Dec. 20 (Bloomberg) -- Australia’s dollar maintained a three-day loss and the nation’s bonds rose amid concern U.S. lawmakers are deadlocked on a deal to avert the so-called fiscal cliff, reducing demand for riskier assets.
Demand for the so-called Aussie was also damped after Australian Treasurer Wayne Swan said a budget surplus for the 2012-2013 year was unlikely. New Zealand’s dollar, nicknamed the kiwi, touched a one-week low versus the greenback after data showed the nation’s gross domestic product grew less than forecast in the third quarter.
“Another 24 hours goes by and we still don’t have any concrete development on the fiscal cliff with the end of the year not far away,” said Robert Rennie, chief currency strategist at Westpac Banking Corp. in Sydney. “That’s one good argument for a lower Aussie.”

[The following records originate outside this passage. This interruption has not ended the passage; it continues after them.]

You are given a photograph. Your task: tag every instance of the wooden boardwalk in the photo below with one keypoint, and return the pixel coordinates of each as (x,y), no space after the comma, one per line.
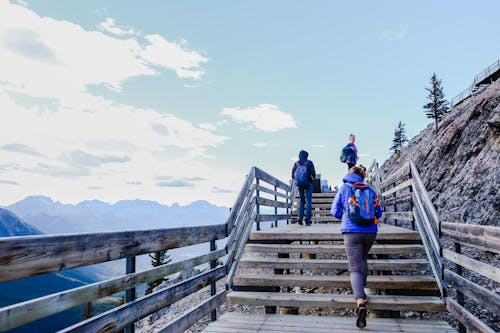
(245,323)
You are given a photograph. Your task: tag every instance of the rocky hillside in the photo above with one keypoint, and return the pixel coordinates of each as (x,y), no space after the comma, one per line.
(460,165)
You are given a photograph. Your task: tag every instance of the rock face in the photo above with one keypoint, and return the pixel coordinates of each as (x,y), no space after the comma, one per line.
(460,164)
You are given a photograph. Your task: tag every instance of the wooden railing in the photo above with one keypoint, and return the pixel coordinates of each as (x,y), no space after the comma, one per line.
(27,256)
(407,204)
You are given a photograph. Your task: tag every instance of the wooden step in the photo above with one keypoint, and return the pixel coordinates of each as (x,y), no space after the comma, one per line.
(337,301)
(418,282)
(332,264)
(332,249)
(328,232)
(231,322)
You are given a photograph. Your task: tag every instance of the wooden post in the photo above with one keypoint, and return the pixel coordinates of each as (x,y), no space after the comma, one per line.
(130,294)
(460,295)
(257,207)
(213,287)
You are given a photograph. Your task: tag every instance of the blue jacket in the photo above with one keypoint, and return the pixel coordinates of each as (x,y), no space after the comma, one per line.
(304,161)
(340,204)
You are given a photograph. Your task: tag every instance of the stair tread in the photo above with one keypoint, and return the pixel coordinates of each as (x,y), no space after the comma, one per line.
(332,248)
(421,282)
(376,302)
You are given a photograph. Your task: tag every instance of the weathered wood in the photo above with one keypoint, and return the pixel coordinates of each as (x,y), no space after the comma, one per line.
(250,323)
(31,310)
(420,282)
(466,318)
(397,188)
(486,270)
(432,254)
(242,196)
(484,297)
(272,203)
(32,255)
(483,237)
(271,217)
(403,171)
(270,191)
(116,319)
(261,174)
(418,186)
(332,249)
(333,264)
(194,315)
(403,216)
(337,301)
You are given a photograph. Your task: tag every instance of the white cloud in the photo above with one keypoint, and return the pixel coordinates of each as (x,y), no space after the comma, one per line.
(261,144)
(109,25)
(265,117)
(389,35)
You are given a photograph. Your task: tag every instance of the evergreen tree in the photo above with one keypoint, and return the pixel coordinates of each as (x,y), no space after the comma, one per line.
(438,105)
(158,258)
(399,139)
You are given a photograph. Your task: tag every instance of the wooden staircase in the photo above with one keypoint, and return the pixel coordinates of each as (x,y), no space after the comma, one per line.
(297,266)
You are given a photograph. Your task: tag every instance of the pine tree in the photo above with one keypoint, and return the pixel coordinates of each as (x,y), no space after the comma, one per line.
(158,258)
(399,139)
(438,105)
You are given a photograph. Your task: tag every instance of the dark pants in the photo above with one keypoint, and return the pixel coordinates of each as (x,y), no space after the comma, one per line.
(357,246)
(305,193)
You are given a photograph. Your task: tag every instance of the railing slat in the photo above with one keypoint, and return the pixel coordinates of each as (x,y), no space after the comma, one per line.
(32,255)
(116,319)
(21,313)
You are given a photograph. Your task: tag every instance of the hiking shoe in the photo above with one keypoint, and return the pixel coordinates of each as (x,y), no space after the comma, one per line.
(361,321)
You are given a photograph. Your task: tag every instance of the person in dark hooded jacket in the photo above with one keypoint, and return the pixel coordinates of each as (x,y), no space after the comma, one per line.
(358,239)
(305,191)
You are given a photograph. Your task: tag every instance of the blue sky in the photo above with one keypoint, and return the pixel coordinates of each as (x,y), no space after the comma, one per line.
(175,101)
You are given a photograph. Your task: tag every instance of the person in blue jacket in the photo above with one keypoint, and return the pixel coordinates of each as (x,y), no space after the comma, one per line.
(305,191)
(358,239)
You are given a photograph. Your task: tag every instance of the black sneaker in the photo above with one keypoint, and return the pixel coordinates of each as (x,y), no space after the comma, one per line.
(361,321)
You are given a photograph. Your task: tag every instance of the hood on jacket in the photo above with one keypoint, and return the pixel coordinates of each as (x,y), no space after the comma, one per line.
(303,156)
(352,178)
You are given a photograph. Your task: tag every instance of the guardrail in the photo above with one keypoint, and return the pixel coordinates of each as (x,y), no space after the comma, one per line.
(404,192)
(478,79)
(27,256)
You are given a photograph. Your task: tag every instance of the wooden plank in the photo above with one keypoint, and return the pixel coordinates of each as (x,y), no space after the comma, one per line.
(484,297)
(483,237)
(242,196)
(403,216)
(116,319)
(403,171)
(489,271)
(471,322)
(397,188)
(272,203)
(32,255)
(337,301)
(242,323)
(332,249)
(270,191)
(194,315)
(21,313)
(261,174)
(271,217)
(420,282)
(333,264)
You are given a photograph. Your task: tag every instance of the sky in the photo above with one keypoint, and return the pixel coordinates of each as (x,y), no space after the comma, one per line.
(175,101)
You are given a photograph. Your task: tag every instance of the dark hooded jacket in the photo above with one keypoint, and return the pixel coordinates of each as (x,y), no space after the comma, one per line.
(304,161)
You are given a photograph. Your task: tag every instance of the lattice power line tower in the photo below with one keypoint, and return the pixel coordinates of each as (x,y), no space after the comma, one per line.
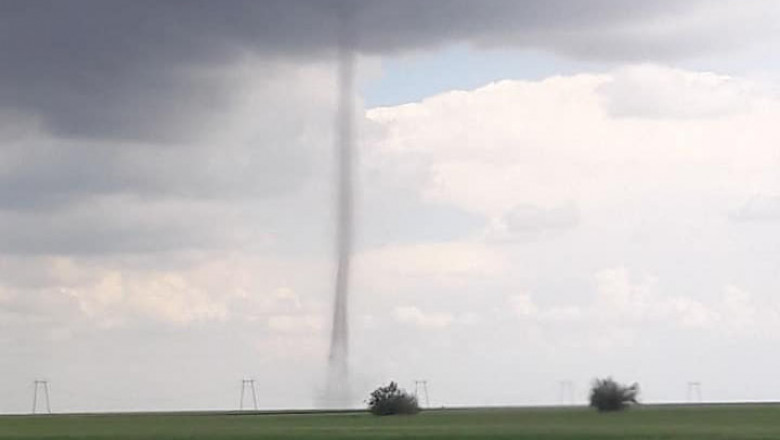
(248,383)
(422,385)
(694,392)
(42,385)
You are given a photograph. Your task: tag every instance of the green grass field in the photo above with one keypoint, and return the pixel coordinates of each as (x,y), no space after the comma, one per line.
(651,422)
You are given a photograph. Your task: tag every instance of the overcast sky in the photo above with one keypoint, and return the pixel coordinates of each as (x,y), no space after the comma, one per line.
(548,191)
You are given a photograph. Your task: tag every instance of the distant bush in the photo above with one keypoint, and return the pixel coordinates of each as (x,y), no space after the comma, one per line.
(390,400)
(608,395)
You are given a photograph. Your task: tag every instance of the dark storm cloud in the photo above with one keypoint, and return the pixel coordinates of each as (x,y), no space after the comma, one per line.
(93,68)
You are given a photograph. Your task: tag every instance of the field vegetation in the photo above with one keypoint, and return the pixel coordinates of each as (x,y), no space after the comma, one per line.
(644,422)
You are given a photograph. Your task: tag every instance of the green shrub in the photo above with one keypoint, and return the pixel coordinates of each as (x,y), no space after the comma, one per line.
(390,400)
(608,395)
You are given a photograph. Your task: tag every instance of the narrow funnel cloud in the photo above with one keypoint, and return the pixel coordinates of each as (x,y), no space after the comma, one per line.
(338,392)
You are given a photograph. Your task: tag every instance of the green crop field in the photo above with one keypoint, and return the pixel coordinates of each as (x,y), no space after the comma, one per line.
(650,422)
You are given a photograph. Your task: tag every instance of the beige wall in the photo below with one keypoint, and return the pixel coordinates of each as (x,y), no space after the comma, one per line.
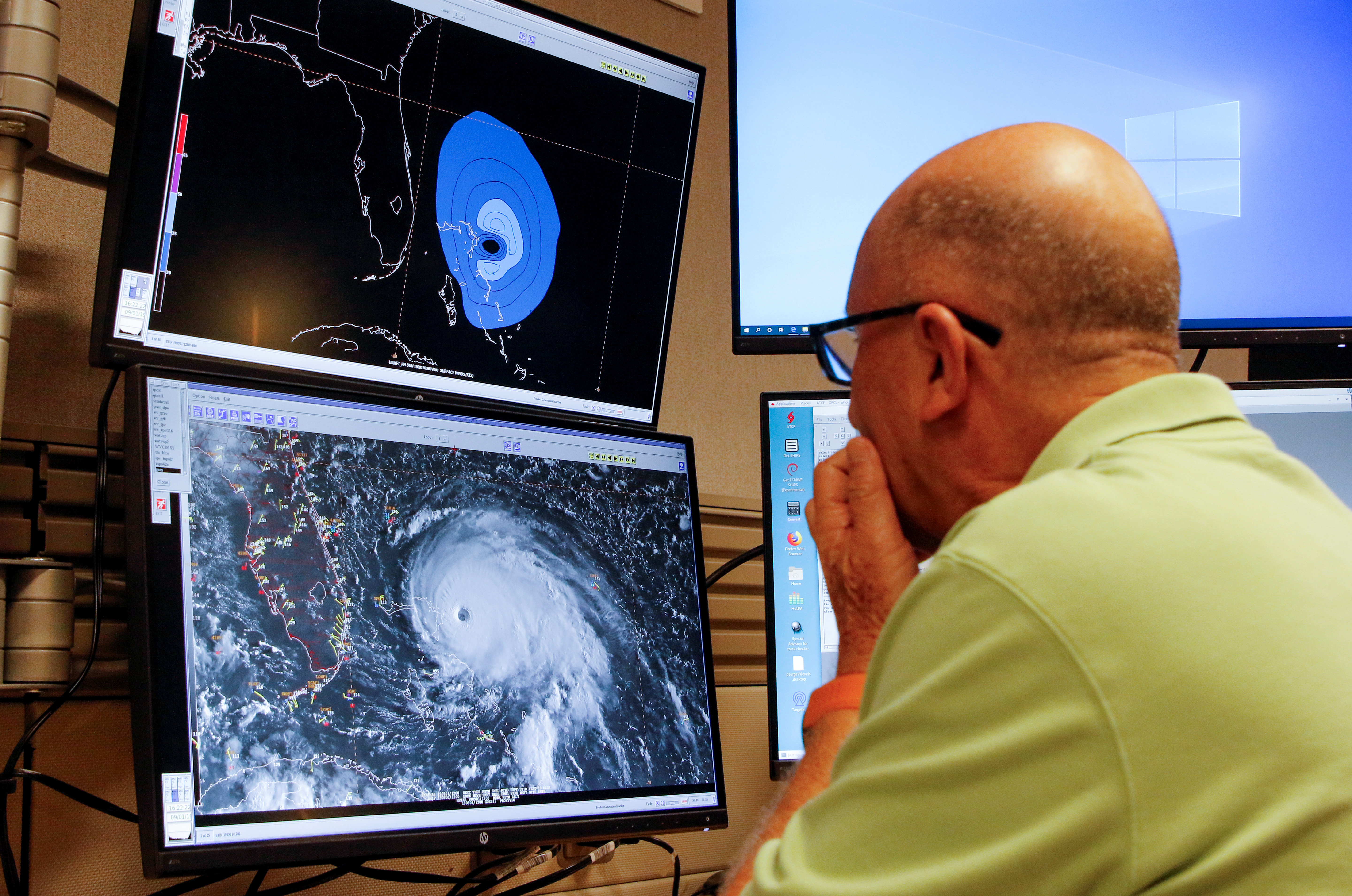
(709,395)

Australia’s currency was little changed at $1.0477 as of 4:25 p.m. in Sydney after falling 0.8 percent in the previous three days. The so-called Aussie dropped 0.5 percent to 88.03 yen.
The New Zealand dollar touched 83.31 U.S. cents, the lowest since Dec. 10, before trading at 83.51, 0.1 percent above yesterday’s close in New York. It slipped 0.3 percent to 70.17 yen.

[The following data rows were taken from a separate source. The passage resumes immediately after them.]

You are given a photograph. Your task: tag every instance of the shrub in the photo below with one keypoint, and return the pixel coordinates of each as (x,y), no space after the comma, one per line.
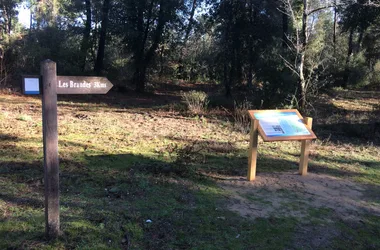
(241,117)
(196,101)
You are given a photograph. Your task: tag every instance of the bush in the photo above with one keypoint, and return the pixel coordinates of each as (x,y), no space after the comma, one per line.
(241,116)
(196,101)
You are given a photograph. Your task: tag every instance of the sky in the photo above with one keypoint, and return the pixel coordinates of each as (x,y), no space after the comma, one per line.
(24,15)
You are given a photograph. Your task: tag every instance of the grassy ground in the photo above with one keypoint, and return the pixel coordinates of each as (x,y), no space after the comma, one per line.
(140,173)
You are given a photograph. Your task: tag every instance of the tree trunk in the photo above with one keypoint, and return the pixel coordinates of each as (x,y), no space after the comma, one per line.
(187,34)
(334,31)
(226,81)
(147,57)
(99,64)
(303,43)
(86,35)
(285,29)
(348,59)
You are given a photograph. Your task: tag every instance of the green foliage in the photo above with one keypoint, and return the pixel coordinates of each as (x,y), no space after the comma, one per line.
(196,101)
(242,121)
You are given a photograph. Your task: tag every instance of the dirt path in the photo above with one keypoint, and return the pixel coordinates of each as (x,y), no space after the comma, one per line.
(289,194)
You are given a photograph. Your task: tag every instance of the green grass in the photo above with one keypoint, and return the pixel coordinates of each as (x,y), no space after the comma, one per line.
(121,167)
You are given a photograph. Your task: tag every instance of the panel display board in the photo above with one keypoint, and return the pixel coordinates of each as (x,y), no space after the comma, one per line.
(281,125)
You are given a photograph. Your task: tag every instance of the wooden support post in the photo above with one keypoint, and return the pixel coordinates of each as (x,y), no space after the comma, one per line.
(305,148)
(252,157)
(50,140)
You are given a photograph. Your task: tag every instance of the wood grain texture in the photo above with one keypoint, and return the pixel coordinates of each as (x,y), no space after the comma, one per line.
(305,149)
(252,152)
(50,140)
(84,85)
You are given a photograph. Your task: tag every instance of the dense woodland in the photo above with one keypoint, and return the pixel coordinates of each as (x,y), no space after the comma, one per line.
(271,50)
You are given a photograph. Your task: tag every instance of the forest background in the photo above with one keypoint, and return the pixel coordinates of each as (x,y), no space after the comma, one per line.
(271,53)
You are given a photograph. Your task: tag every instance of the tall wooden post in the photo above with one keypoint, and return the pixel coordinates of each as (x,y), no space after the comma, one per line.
(50,140)
(252,157)
(305,148)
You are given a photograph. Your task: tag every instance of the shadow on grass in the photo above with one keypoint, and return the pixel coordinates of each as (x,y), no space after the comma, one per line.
(116,201)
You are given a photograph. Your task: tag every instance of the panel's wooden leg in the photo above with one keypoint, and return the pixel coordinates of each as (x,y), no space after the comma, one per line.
(305,149)
(252,153)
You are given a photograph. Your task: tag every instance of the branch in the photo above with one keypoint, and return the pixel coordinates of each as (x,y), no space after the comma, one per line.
(289,65)
(322,8)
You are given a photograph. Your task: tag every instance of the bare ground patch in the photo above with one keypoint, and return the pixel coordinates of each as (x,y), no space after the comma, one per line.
(289,194)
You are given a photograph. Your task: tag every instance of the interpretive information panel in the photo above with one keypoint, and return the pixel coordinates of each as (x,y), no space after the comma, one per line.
(281,125)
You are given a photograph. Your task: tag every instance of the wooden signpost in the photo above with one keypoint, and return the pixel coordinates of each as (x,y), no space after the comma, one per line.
(279,125)
(50,87)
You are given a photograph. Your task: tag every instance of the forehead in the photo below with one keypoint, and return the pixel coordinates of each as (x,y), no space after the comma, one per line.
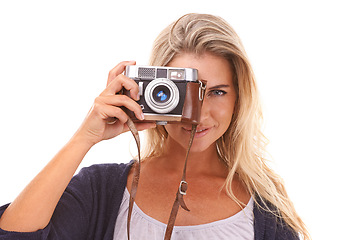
(214,69)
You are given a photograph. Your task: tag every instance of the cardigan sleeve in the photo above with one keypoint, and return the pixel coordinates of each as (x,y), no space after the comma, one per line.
(86,209)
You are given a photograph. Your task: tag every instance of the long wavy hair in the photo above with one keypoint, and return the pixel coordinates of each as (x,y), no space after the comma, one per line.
(242,147)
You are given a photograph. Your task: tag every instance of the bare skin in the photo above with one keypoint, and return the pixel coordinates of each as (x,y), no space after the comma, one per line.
(33,208)
(206,174)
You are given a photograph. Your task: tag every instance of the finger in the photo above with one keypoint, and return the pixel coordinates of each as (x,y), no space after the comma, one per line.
(118,69)
(141,126)
(121,82)
(110,112)
(123,101)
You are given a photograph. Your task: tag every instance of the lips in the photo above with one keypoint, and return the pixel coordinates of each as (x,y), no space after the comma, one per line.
(200,131)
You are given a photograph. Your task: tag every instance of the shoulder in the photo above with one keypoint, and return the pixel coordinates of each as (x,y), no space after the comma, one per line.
(269,226)
(104,172)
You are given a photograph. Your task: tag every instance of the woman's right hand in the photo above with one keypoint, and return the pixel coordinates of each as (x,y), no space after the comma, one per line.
(106,119)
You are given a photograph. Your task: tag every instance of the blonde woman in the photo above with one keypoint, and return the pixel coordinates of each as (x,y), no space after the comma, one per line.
(232,193)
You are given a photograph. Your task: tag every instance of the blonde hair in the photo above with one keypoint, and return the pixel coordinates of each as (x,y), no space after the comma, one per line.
(242,146)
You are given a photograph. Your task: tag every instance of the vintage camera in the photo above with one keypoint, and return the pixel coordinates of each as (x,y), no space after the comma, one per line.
(167,94)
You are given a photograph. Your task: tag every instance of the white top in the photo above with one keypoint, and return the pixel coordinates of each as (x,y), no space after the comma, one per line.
(239,226)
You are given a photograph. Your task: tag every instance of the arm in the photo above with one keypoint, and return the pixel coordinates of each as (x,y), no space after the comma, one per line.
(34,207)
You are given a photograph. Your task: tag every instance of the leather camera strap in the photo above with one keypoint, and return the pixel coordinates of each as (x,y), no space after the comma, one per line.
(179,200)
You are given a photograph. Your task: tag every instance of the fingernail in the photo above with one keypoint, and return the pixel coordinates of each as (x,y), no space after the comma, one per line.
(142,116)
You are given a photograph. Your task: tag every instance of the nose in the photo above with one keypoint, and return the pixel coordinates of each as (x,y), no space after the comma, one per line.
(205,110)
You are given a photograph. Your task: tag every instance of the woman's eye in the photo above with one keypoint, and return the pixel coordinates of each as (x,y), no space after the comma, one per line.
(217,92)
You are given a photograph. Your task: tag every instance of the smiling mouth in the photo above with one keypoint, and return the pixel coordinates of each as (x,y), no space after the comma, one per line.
(199,132)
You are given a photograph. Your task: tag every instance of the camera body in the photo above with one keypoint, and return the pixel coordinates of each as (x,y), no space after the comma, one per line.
(167,94)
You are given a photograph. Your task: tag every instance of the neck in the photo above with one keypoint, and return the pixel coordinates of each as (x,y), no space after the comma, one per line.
(204,162)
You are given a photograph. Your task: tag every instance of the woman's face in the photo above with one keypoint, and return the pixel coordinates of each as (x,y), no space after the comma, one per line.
(218,105)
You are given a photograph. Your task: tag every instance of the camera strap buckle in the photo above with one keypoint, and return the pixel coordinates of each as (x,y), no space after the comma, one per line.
(202,89)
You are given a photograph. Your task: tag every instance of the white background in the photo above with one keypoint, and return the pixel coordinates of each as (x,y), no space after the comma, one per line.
(55,57)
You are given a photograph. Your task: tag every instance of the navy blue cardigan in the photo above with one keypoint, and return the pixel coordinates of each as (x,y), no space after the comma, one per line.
(89,207)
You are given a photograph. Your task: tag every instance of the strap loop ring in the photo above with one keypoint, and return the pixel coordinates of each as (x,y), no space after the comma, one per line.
(180,187)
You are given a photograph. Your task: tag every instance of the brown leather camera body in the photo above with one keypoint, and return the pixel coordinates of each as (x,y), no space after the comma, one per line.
(191,108)
(189,94)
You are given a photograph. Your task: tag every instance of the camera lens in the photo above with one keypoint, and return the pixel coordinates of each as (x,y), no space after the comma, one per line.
(161,94)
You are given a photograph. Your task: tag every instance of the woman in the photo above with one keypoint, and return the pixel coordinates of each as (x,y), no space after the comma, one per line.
(232,193)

Australian government bonds climbed, with 10-year debt yields dropping three basis points to 3.36 percent. New Zealand’s two-year swap rate, a fixed payment made to receive a floating rate, added 2 basis points to 2.72 percent.
Officials in President Barack Obama’s administration told leaders of business and financial services groups that negotiations with House Speaker John Boehner over the fiscal cliff of tax increases and spending cuts have deteriorated, according to a person familiar with the matter.

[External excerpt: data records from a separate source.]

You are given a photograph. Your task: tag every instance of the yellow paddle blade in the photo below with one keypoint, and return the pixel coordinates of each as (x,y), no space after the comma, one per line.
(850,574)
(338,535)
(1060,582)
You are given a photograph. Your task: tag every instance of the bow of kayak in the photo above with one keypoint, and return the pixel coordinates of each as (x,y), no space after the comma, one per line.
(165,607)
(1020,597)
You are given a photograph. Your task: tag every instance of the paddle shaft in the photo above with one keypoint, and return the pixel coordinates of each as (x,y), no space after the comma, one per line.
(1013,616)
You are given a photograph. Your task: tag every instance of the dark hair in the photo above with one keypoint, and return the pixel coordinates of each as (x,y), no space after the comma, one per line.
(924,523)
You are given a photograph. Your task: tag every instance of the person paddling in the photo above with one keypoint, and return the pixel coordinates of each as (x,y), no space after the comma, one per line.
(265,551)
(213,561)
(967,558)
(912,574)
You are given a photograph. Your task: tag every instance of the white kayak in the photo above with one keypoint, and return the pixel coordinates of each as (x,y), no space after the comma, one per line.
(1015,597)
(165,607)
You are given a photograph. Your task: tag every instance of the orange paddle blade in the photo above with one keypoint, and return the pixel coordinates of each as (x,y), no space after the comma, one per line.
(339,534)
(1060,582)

Australia’s Swan said that tax receipts in the first few months of the fiscal year are “well below our forecasts.”
“What we’ve seen is a sledgehammer hit our revenues,” he said at a press briefing in Canberra.
New Zealand’s GDP rose 0.2 percent in the three months ended Sept. 30 from the previous quarter, the statistics bureau said today. The figure was half the 0.4 percent gain forecast by economists in a Bloomberg News survey and compares with a revised 0.3 percent expansion in the second quarter. Growth matched the central bank’s 0.2 percent forecast.
“The GDP figures came in a shade below expectations,” said Mike Jones, a currency strategist at Bank of New Zealand in Wellington. “The market is well aware that the third quarter was a bit of a speed wobble in the New Zealand economic recovery, and the more timely forward-looking indicators are quite solid.”
New Zealand’s dollar has strengthened 4.8 percent this year, the biggest increase among the 10 developed-nation currencies tracked by Bloomberg Correlation-Weighted Indexes. The Aussie has fallen 0.4 percent over the same period, while the yen is down 12 percent, the worst performer.
New Zealand Finance Minister Bill English said the nation’s growth outlook is attracting foreign bond investors, helping propel the year’s strongest-performing Group of 10 currency.
“Other people seem to see our prospects as reasonable and therefore they’re buying the currency,” English said in an interview yesterday.
The so-called Aussie and kiwi fell against the yen after technical indicators signaled recent gains in the South Pacific currencies were poised to reverse. The Australian dollar’s 14-day relative strength indicator against the yen was at 70, the level that suggests an asset is about to change direction, while the equivalent gauge for New Zealand’s currency was at 71.